How does someone go from being a down-and-out former rock guitarist to an alleged ambitious terrorist? What inspires a former convenience store worker in her 20s to allegedly want to explode bombs that could kill and maim innocent children?
Most of us can’t fathom how John Nuttall and Amanda Korody – accused of plotting to explode pressure cookers full of rusty nails at a Canada Day celebration on the lawns of the B.C. legislature – could arrive at such a point. In announcing their arrest, police said the two were “self-radicalized” and inspired by al-Qaeda, but provided few clues as to why they would have wanted to be associated with such evil.
We know that the alleged would-be bombers began attending a mosque a few years ago and reportedly started playing religious lectures at a high volume on their television. Mr. Nuttall was apparently upset about Canada’s involvement in Afghanistan and thought our soldiers shouldn’t be on Muslim soil. According to friends, Ms. Korody was a mostly quiet devotee of her partner.
Terrorism motivated by the actions of al-Qaeda is an emerging concern among law-enforcement officials around the world.
“With a little encouragement, individuals who are predisposed to accept al-Qaeda’s vision of international relations create small networks, near-autonomously, and self-finance and independently prepare acts of violence,” according to two academics who have extensively researched the subject.

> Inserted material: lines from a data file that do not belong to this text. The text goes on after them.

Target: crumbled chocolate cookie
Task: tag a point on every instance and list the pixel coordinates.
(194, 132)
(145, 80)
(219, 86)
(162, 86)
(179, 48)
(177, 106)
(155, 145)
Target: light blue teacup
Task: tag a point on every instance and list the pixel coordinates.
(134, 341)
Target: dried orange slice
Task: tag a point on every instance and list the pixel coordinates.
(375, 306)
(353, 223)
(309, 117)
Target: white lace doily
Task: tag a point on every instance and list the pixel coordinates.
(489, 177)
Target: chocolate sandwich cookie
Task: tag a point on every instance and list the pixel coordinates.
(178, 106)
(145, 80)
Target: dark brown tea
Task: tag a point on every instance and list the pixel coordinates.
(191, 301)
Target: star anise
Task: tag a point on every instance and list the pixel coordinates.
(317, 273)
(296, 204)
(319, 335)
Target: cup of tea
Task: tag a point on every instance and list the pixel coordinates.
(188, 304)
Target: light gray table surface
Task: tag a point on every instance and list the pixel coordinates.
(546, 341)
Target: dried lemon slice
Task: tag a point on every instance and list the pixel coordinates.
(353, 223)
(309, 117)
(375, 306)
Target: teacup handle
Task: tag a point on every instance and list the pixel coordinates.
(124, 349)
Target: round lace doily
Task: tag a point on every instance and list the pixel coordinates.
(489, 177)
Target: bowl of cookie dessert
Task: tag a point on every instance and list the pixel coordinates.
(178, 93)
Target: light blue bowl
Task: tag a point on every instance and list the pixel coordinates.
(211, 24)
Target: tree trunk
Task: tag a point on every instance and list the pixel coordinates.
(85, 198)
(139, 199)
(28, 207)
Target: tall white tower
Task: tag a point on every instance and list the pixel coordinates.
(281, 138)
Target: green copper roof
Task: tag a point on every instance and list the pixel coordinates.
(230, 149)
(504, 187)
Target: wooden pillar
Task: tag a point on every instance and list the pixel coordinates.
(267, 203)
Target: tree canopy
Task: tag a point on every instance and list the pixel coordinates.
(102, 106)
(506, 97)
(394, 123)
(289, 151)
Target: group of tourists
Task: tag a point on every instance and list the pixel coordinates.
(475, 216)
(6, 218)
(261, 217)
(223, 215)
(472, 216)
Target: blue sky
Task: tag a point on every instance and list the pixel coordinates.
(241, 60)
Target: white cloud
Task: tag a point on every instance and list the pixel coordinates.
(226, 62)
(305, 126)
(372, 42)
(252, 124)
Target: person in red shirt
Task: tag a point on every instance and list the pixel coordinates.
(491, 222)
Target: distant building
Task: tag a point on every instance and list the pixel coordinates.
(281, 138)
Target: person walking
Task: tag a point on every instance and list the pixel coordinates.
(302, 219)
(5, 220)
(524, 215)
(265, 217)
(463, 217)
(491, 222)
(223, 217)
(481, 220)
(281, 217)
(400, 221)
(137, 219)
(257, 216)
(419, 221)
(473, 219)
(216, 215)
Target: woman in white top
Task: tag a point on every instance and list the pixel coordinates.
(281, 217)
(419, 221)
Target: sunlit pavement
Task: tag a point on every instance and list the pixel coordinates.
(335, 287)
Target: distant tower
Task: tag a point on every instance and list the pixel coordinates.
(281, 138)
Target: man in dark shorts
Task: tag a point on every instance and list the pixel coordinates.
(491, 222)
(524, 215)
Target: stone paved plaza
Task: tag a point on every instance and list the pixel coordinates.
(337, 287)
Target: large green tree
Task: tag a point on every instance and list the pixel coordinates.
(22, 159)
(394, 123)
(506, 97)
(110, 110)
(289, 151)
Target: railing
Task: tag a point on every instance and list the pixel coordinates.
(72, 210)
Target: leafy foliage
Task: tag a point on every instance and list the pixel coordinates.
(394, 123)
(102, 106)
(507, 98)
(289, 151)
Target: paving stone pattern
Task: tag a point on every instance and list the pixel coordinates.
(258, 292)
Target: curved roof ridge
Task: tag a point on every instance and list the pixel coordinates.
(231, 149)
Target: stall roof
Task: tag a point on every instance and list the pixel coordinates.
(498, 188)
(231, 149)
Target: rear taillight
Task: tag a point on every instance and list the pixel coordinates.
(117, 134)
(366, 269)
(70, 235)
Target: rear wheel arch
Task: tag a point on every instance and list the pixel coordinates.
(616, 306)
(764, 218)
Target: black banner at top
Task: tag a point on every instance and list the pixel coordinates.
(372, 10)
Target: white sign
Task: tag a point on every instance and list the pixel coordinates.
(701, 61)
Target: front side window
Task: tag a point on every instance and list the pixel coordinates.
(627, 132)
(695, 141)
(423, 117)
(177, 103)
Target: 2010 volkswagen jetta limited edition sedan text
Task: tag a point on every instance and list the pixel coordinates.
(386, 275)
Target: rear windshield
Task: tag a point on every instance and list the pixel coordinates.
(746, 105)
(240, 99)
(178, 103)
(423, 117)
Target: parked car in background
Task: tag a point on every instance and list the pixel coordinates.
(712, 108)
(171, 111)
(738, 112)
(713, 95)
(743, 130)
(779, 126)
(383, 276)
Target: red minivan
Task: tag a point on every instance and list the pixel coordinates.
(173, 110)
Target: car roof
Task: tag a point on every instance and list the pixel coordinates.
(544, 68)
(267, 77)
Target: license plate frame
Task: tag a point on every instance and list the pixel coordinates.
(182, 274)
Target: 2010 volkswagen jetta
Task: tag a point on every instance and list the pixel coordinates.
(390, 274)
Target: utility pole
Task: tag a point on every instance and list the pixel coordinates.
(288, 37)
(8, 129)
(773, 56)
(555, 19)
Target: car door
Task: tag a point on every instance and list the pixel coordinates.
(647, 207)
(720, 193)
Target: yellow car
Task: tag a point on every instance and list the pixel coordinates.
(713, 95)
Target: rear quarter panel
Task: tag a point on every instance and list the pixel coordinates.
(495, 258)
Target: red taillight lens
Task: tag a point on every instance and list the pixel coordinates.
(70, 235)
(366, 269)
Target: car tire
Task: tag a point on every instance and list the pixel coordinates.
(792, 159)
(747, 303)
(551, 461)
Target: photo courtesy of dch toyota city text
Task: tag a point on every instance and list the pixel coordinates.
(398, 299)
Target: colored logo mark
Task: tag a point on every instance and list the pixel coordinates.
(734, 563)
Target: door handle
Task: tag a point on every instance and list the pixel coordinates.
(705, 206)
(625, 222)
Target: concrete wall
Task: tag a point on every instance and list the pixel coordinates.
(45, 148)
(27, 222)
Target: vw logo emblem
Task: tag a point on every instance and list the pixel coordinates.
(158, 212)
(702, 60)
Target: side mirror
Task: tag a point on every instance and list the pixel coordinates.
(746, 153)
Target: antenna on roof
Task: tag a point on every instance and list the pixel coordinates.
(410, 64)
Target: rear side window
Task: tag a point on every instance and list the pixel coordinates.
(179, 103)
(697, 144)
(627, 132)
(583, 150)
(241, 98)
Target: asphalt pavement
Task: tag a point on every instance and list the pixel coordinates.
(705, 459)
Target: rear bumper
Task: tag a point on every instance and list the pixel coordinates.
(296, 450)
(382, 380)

Alex Wilner, of the Swiss Federal Institute of Technology, and Claire-Jehanne Dubouloz, of the University of Ottawa, wrote in the 2009 paper Homegrown Terrorism And Transformative Learning: An Interdisciplinary Approach to Understanding Radicalization that while the passageways to homegrown extremism are varied, three factors are often at the root.
First, the individuals involved often feel estranged from their broader society. Societal rejection often prompts them to gravitate to groups or philosophies that align with, or feed, their negative thinking toward others.
“As a result,” the paper says, “some radicalized individuals distance themselves politically, socially and even ideologically from the broader community, eventually rejecting the national identity shared by their fellow citizens, along with the collective’s underlining political ideology, historical narrative and related value-systems.”
Second, homegrown jihadis frequently share a sudden interest in religion, often Islam, during the period of their radicalization. The Internet has made extremist interpretations and beliefs more accessible and made it easy for terrorist organizations to spread their message. “Increasingly, radicalization is occurring well outside the mosque.”
The third element is rejection of the foreign policy of the country in which a homegrown extremist lives.
“Alienation can create feelings of anxiety and fear while foreign policy can produce anger and despair,” the paper says. “Both can lead to a process of critical reflection that involves a personal reassessment of one’s life, future ambitions, current social position, inter-personal relations and so on.”
On the surface, Mr. Nuttall and Ms. Korody seem to share some of these traits: the estrangement from broader society; a sudden and deepening religious identity; anger over foreign policy. Still, it is a long road from feeling mad and isolated to plotting to detonate bombs. Even if the two are found guilty of the alleged crimes, we may never truly understand what led to such a dramatic and baffling transformation.
What we do know is that violent extremists, and more regularly homegrown jihadi terrorists, seem to be a new fact of life. What ultimately drives them is the greatest challenge facing counterterrorism officials. There’s no one development program for wannabe bombers, no consistent profile. There can be many pathways leading to the same destructive place.
While police foiled this alleged terrorist attempt and have done a commendable job of thwarting others, they can’t be everywhere. Those closest to the people undergoing the radicalization are usually the first to notice bizarre and troubling changes in behaviour. They are best positioned to notify authorities of highly unusual or suspicious activity.
And in the times we live in, it’s our duty and obligation to do just that.